Tensile Strength

The most important mechanical properties of casing and tubing are burst strength, collapse resistance and tensile strength. These properties are necessary to determine the strength of the pipe and to design a casing string.

Burst strength

If casing is subjected to internal pressure higher than external, it is said that casing is exposed to burst pressure. Burst pressure conditions occur during well control operations, integrity tests, pumping operations, and production operations. The burst strength of the pipe body is determined by the internal yield pressure.

Because a burst failure will not occur until after the stress exceeds the ultimate tensile strength (UTS), using a yield strength criterion as a measure of burst strength is an inherently conservative assumption. This is particularly true for lower-grade materials such H-40, K-55, and N-80 whose UTS/YS ratio is significantly greater than that of higher-grade materials such as P-110 and Q-125. The effect of axial loading on the burst strength is discussed later.

Collapse strength

If external pressure exceeds internal pressure, the casing is subjected to collapse. Such conditions may exist during cementing operations, trapped fluid expansion, or well evacuation. Collapse strength is primarily a function of the material's yield strength and its slenderness ratio.

YIELD STRENGTH COLLAPSE

Yield strength collapse is based on yield at the inner wall using the Lamé thick wall elastic solution. This criterion does not represent a "collapse" pressure at all. For thick wall pipes (D/t < 15±), the tangential stress exceeds the yield strength of the material before a collapse instability failure occurs.

PLASTIC COLLAPSE

Plastic collapse is based on empirical data from 2,488 tests of K-55, N-80, and P-110 seamless casing. No analytic expression has been derived that accurately models collapse behavior in this regime. Regression analysis results in a 95% confidence level that 99.5% of all pipes manufactured to American Petroleum Institute (API) specifications will fail at a collapse pressure higher than the plastic collapse pressure.

TRANSITION COLLAPSE

Transition collapse is obtained by a numerical curve fit between the plastic and elastic regimes.

LASTIC COLLAPSE

Elastic Collapse is based on theoretical elastic instability failure; this criterion is independent of yield strength and applicable to thin-wall pipe (D/t > 25±).

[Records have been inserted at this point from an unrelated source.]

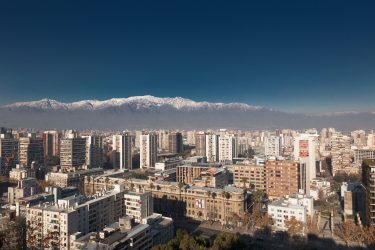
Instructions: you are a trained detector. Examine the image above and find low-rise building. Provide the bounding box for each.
[268,194,314,230]
[124,191,154,223]
[70,217,153,250]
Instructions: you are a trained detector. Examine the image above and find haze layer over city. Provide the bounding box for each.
[0,0,375,250]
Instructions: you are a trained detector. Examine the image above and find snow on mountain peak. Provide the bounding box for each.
[4,95,262,110]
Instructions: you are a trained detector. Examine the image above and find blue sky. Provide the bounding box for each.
[0,0,375,112]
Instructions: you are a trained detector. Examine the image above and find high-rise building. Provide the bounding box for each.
[43,131,60,157]
[168,132,184,154]
[294,133,318,194]
[219,134,237,162]
[140,132,158,168]
[331,133,351,175]
[0,132,19,176]
[186,130,196,145]
[265,160,304,198]
[82,135,103,168]
[205,133,219,162]
[362,159,375,225]
[112,132,133,170]
[60,137,86,170]
[195,131,206,156]
[124,192,154,223]
[264,135,283,157]
[19,135,44,166]
[350,130,367,148]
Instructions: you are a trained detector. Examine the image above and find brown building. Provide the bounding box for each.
[176,165,210,184]
[265,160,300,199]
[362,159,375,225]
[85,177,249,224]
[230,163,266,190]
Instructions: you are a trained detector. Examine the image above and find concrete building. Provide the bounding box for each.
[45,168,104,190]
[194,167,230,188]
[82,135,103,168]
[341,182,366,223]
[230,161,266,190]
[331,133,351,175]
[217,134,237,162]
[0,133,19,176]
[26,186,125,249]
[60,137,86,171]
[267,194,314,234]
[354,148,375,167]
[140,133,158,169]
[43,130,61,157]
[362,160,375,225]
[206,133,219,162]
[70,217,153,250]
[8,178,40,205]
[168,132,184,154]
[124,191,154,223]
[195,131,206,156]
[19,135,44,166]
[155,157,182,171]
[265,160,303,199]
[126,179,249,224]
[264,135,283,157]
[294,133,318,194]
[142,213,174,246]
[112,132,133,170]
[9,164,35,181]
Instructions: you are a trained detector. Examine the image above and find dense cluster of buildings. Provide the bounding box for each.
[0,128,375,249]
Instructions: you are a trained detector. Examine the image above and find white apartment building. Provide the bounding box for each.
[60,137,86,170]
[219,134,237,162]
[268,194,314,230]
[264,135,283,157]
[112,132,133,170]
[294,134,318,194]
[354,148,375,167]
[140,133,158,168]
[205,134,219,162]
[82,135,103,168]
[26,185,125,249]
[331,133,351,175]
[124,191,154,223]
[155,157,182,171]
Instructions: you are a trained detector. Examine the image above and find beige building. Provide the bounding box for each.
[26,186,125,249]
[362,160,375,225]
[230,161,266,190]
[265,160,301,199]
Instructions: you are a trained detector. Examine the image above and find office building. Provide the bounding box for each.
[112,132,133,170]
[140,133,158,169]
[168,132,184,154]
[294,133,318,194]
[43,131,61,157]
[230,161,266,190]
[19,135,44,166]
[60,137,86,171]
[265,160,301,199]
[264,135,283,157]
[331,133,351,175]
[124,190,154,223]
[195,131,206,156]
[362,160,375,225]
[206,133,219,162]
[219,134,237,162]
[267,193,314,234]
[82,135,103,168]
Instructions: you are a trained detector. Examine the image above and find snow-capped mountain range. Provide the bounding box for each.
[4,95,262,110]
[0,95,375,130]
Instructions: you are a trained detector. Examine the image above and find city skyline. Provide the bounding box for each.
[0,1,375,113]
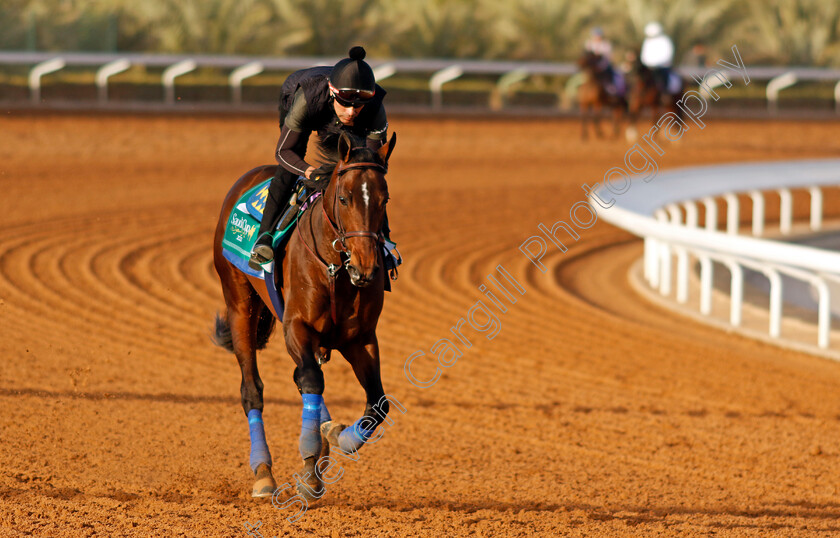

Most oilfield tubulars experience collapse in the "plastic" and "transition" regimes. Many manufacturers market "high collapse" casing, which they claim has collapse performance properties that exceed the ratings calculated with the formulae in API. This improved performance is achieved principally by using better manufacturing practices and stricter quality assurance programs to reduce ovality, residual stress, and eccentricity. High collapse casing was initially developed for use in the deeper sections of high-pressure wells. The use of high collapse casing has gained wide acceptance in the industry, but its use remains controversial among some operators. Unfortunately, all manufacturers’ claims have not been substantiated with the appropriate level of qualification testing. If high collapse casing is deemed necessary in a design, appropriate expert advice should be obtained to evaluate the manufacturer’s qualification test data such as lengths to diameter ratio, testing conditions (end constraints), and the number of tests performed.

Combined stress effects

All the pipe-strength equations previously given are based on a uniaxial stress state (i.e., a state in which only one of the three principal stresses is nonzero). This idealized situation never occurs in oilfield applications because pipe in a wellbore is always subjected to combined loading conditions. The fundamental basis of casing design is that if stresses in the pipe wall exceed the yield strength of the material, a failure condition exists. Hence, the yield strength is a measure of the maximum allowable stress. To evaluate the pipe strength under combined loading conditions, the uniaxial yield strength is compared to the yielding condition. Perhaps the most widely accepted yielding criterion is based on the maximum distortion energy theory, which is known as the Huber-Hencky-Mises yield condition or simply the von Mises stress, triaxal stress, or equivalent stress. Triaxial stress (equivalent stress) is not a true stress. It is a theoretical value that allows a generalized three-dimensional (3D) stress state to be compared with a uniaxial failure criterion (the yield strength). In other words, if the triaxial stress exceeds the yield strength, a yield failure is indicated. The triaxial safety factor is the ratio of the material’s yield strength to the triaxial stress.